Checkpoint Conversion

NVIDIA provides a simple tool to convert the checkpoints from .ckpt format to .nemo format. This tool will be used at a later time for evaluation (in T5 models) and for inference.

You specify the configuration to be used for checkpoint conversion by setting the conversion configuration in conf/config.yaml to the pathname of the conversion configuration file to be used. For mT5 models the conversion configuration must be set to mt5/convert_mt5. This value is stored in conf/conversion/mt5/convert_mt5.yaml.

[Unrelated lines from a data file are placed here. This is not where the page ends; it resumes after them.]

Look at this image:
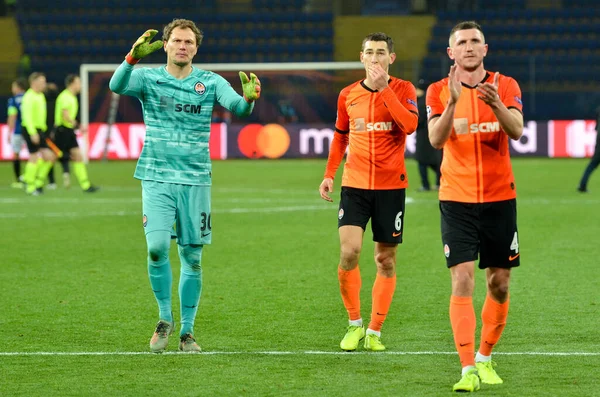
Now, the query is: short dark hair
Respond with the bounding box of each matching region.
[448,21,485,44]
[361,32,394,54]
[29,72,46,84]
[13,77,29,91]
[65,73,79,87]
[163,19,204,47]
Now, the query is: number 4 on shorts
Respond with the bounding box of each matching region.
[510,232,519,254]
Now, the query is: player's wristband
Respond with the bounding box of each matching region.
[125,53,140,65]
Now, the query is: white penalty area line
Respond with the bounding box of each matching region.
[0,350,600,357]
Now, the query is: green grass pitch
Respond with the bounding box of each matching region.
[0,159,600,396]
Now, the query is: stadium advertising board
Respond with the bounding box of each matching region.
[0,120,596,160]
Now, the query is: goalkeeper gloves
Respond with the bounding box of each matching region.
[240,72,260,103]
[125,29,163,65]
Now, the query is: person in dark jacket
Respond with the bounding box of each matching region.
[577,107,600,193]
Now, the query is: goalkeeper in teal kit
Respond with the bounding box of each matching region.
[110,19,260,353]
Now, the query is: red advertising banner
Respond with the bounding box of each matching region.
[0,120,596,160]
[0,123,227,160]
[548,120,597,157]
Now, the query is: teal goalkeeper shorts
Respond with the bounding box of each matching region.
[142,181,212,245]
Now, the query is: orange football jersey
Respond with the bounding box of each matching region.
[426,72,523,203]
[326,77,418,190]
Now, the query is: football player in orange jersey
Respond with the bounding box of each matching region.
[319,32,418,351]
[427,21,523,392]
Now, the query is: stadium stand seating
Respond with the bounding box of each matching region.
[422,4,600,119]
[17,0,333,81]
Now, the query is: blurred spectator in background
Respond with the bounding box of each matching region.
[277,99,298,124]
[6,78,28,188]
[415,79,442,192]
[211,105,231,125]
[17,53,31,79]
[577,106,600,193]
[4,0,17,15]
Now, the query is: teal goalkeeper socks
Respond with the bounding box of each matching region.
[146,231,173,322]
[179,245,202,335]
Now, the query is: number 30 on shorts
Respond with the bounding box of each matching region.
[510,232,519,254]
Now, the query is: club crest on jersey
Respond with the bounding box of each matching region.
[194,81,206,95]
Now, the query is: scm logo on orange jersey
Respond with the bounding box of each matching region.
[367,121,392,131]
[469,121,500,134]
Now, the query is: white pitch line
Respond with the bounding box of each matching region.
[0,350,600,357]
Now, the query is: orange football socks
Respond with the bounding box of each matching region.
[479,294,509,356]
[369,274,396,331]
[450,295,476,367]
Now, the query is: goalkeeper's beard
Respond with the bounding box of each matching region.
[173,61,192,68]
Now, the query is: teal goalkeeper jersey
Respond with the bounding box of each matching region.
[110,62,254,186]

You must include the conversion in stages to run the conversion pipeline.

Common

To specify the input checkpoint to be used for conversion for mT5 models, set the model configuration in conf/conversion/mt5/convert_mt5.yaml:

model:
  model_type: t5 # gpt or t5, use t5 for mt5 as well
  checkpoint_folder: ${conversion.run.train_dir}/results/checkpoints
  checkpoint_name: latest # latest OR name pattern of a checkpoint (e.g. megatron_gpt-*last.ckpt)
  hparams_file: ${conversion.run.train_dir}/results/hparams.yaml
  tensor_model_parallel_size: 1
  pipeline_model_parallel_size: 1
  model_parallel_size: ${multiply:${.tensor_model_parallel_size}, ${.pipeline_model_parallel_size}}
  vocab_file: null
  merge_file: null
  tokenizer_model: ${data_dir}/mc4/bpe/mt5_tokenizer.model

To specify the output location and file name for the converted .nemo file for mT5 models, set the run configuration in conf/conversion/convert_mt5.yaml:

run:
  name: convert_${conversion.run.model_train_name}
  nodes: ${divide_ceil:${conversion.model.model_parallel_size}, 8} # 8 gpus per node
  time_limit: "2:00:00"
  ntasks_per_node: ${divide_ceil:${conversion.model.model_parallel_size}, ${.nodes}}
  convert_name: convert_nemo
  model_train_name: mt5_390m
  train_dir: ${base_results_dir}/${.model_train_name}
  results_dir: ${.train_dir}/${.convert_name}
  output_path: ${.train_dir}/${.convert_name}
  nemo_file_name: megatron_mt5.nemo # name of nemo checkpoint; must be .nemo file

Slurm

You define the configuration for a Slurm cluster in conf/cluster/bcm.yaml:

partition: null
account: null
exclusive: True
gpus_per_task: null
gpus_per_node: 8
mem: 0
overcommit: False
job_name_prefix: "nemo-megatron-"

Example

To run only the conversion pipeline and not the data preparation, training, evaluation, or inference pipelines, set the stages section of conf/config.yaml to:

stages:
  - conversion

Then enter:

python3 main.py

Base Command Platform

To run the conversion script on Base Command Platform, set the cluster_type configuration in conf/config.yaml to bcp. You can also override this configuration from the command line, using hydra. This script must be launched in a multi-node job.

To run the conversion pipeline to convert a mT5 390M checkpoint stored in /mount/results/mt5_390m/results/checkpoints, enter:

python3 /opt/NeMo-Framework-Launcher/launcher_scripts/main.py conversion=convert_mt5 \
stages=<conversion> \
cluster_type=bcp launcher_scripts_path=/opt/NeMo-Framework-Launcher/launcher_scripts
data_dir=/mount/data \
conversion.run.model_train_name=mt5_390m \
base_results_dir=/mount/results conversion.run.results_dir=/mount/results/mt5_390m/results/convert_nemo \
conversion.model.checkpoint_folder=/mount/results/mt5_390m/checkpoints \
conversion.model.tensor_model_parallel_size=1 conversion.model.pipeline_model_parallel_size=1 \
>> /results/convert_mt5_log.txt 2>&1

The command above assumes that you mounted the data workspace in /mount/data, and the results workspace in /mount/results. stdout and stderr are redirected to the file /results/data_gpt3_log.txt, which you can download from NGC. You may add any other configuration required to modify the command’s behavior.